Но передо мной стоял не Макферсон со стальным взглядом, а перепуганная горничная с вытаращенными глазами.
– Господи, Эмили, прости, – забормотал я, торопясь убрать 45-й в кобуру, пока она не подняла крик.
Девушку так поразил направленный в лицо «миротворец», что она, против обыкновения, не могла выдавить и двух слов.
– Ч-чтоб ты… сдох! – наконец выдохнула она.
– Через минутку, ладно? – попросил Старый. – У меня остался еще один вопрос к нашему другу.
Задавать этот вопрос следовало без промедления, пока Эмили не вытолкала нас из замка взашей.
– Швед, – сказал Густав, – ты сейчас собирал корзину для пикника мистеру Эдвардсу?
Мне пришлось стиснуть зубы, чтобы не отпала челюсть. Мы идем по следу убийцы, на хвосте висят Макферсоны, а братец интересуется обедом Эдвардса!
Швед кивнул и пожал плечами одновременно, видимо не меньше меня озадаченный вопросом.
– Приходить на кухня скоро недавно, просить хлеб и сыр. Я ему дать.
– Но ты не складывал провизию в корзину? Просто положил, чтобы Эдвардс взял?
Старый повар снова кивнул.
– Еда корзина сама себе класть, да.
– Спасибо, Швед.
Эмили откашлялась.
– Вас… – начала она, взяв сухой официальный тон, к которому прибегала, когда говорила как горничная аристократки, а не как смешливая девчонка.
Старый развернулся к ней почти так же резко, как я полминуты назад.
– Ты сказала, что слышала выстрел около полуночи или часа ночи. Уверена?
Внезапность вопроса или, возможно, шанс еще немного посплетничать извлекли на свет подлинную натуру Эмили из панциря служанки.
– Конечно, уверена, – возмутилась она. – Уж я-то, небось, знаю, как выглядит глубокая ночь, а это было глубокой ночью.
– Нет-нет, – встрял Швед. – То был много позже.
– Ой, да не слушайте вы его! – закатила глаза Эмили, а потом склонилась поближе к Старому: – И скажу вам кое-что еще, мистер детектив: этот мертвый черномазый не просто бродил вокруг ночью.
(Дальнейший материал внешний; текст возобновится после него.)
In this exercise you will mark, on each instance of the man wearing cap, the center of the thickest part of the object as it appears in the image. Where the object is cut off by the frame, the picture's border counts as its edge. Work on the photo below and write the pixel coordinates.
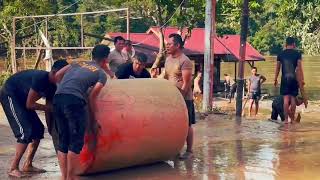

Он в сам дом залез!
Братец насторожился, как легавая, учуявшая аппетитный запах гнили.
– Откуда ты знаешь?
– А вот откуда: десять минут назад наверху заходила в бельевой чулан и недосчиталась утюга и нескольких подушек.
Густав прищурился на Эмили, словно девушка была миражом, исчезающим вдали.
– Подушек и утюга?
Горничная кивнула.
– И это еще не все. У леди Клары пропали…
Едва имя хозяйки сорвалось с ее губ, Эмили порывисто вздохнула и поникла. Но вскоре она выпрямилась, и я понял, что произойдет дальше. Горничная вспомнила, зачем пришла: вышвырнуть нас отсюда.
– Вас… – начала она, возвращаясь к фразе, которую оборвала минутой раньше.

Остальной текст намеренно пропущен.